When we are interested in a particular locality within the XML, not in complete document. 当我们对XML中的特定位置感兴趣时，而不对完整文档感兴趣。 for example an Atom Feed works best with SAX, but to analyze a WSDL you will need a DOM. 例如，Atom Feed与SAX配合使用效果最好，但是要分析WSDL，您将需要一个DOM。

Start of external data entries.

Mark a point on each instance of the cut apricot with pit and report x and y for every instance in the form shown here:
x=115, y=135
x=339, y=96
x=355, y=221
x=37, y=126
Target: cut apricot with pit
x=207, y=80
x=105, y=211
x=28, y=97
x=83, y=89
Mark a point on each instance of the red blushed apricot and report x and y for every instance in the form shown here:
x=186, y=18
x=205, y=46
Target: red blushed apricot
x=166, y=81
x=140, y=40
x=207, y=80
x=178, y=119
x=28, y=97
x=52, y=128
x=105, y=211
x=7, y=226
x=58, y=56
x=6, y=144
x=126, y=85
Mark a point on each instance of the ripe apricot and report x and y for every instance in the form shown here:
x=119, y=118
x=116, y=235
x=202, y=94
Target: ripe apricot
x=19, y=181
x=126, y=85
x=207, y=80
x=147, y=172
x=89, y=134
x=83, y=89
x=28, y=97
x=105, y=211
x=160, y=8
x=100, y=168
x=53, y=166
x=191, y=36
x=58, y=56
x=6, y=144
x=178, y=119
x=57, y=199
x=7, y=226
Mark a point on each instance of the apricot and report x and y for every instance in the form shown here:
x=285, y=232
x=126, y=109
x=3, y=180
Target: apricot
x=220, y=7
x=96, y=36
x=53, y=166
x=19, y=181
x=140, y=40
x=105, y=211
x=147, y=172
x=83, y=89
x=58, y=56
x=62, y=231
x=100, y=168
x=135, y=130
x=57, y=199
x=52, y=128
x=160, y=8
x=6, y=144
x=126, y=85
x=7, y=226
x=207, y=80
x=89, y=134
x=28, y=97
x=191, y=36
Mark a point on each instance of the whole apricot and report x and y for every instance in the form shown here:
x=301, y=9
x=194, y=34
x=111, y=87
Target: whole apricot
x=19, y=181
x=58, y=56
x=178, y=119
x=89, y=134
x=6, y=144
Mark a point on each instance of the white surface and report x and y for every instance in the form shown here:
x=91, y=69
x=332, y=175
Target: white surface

We use DOM when: 我们在以下情况下使用DOM：

Well when single pass will not do. 好吧，单程通行不行。 we need to go up and down in the file. 我们需要在文件中上下移动。
when the XML is on disk and we dont need real-time readouts. 当XML在磁盘上并且我们不需要实时读取时。 we can take our time, load it, read it, analyze it, then come to conclusion. 我们可以花点时间，加载，阅读，分析，然后得出结论。
When your boss asks to do it before lunch and you dont bother the quality. 当您的老板要求在午餐前这样做时，您就不用担心质量了。

now to answer your question 现在回答您的问题

you provided with: 您提供了：

you have a huge file : ........SAX +1 您有一个大文件：........ SAX +1
to parse multiple times : .....DOM +1 解析多次：..... DOM +1

both get equal votes. 都获得平等的选票。 Add to it your existing knowledge base. 添加到您现有的知识库。 (Familiar with SAX?). （熟悉SAX吗？）。 How huge is huge? 巨大有多大？ Both of your XML and memory you said is huge. 您说的XML和内存都很大。 even a 100MB file is not a big deal. 即使是100MB的文件也没什么大不了的。 DOM can handle it. DOM可以处理它。 You need to parse multiple times each day. 您每天需要解析多次。 if one operation takes within a couple of minutes, then retaining the data in memory for next few hours doesnt seem wise. 如果一项操作需要花费几分钟，那么将数据保留在内存中接下来的几个小时似乎并不明智。 in that case you loose benefit of DOM. 在这种情况下，您将失去DOM的优势。 but if one operation itself takes say an hour then you are damn right to retain the pre-processed information. 但是，如果一项操作本身要花费一个小时的时间，那您该保留预处理信息的权利是对的。

As i noted you didnt provide enough stats. 如我所述，您没有提供足够的统计信息。 take the stats on data size, memory size, time-to-load in-DOM, processing time, exactly how many times a day do you need it again? 记录一下数据大小，内存大小，DOM中的加载时间，处理时间等统计信息，您每天究竟需要多少次？ what does your machien do in meantime? 您的机械师同时做什么？ sit idle or analyzes other such files? 闲置还是分析其他此类文件？

takes these stats. 获取这些统计信息。 either post it here or just analyze them yourself and you will reach a conclusion. 要么在这里发布，要么自己分析一下，您将得出结论。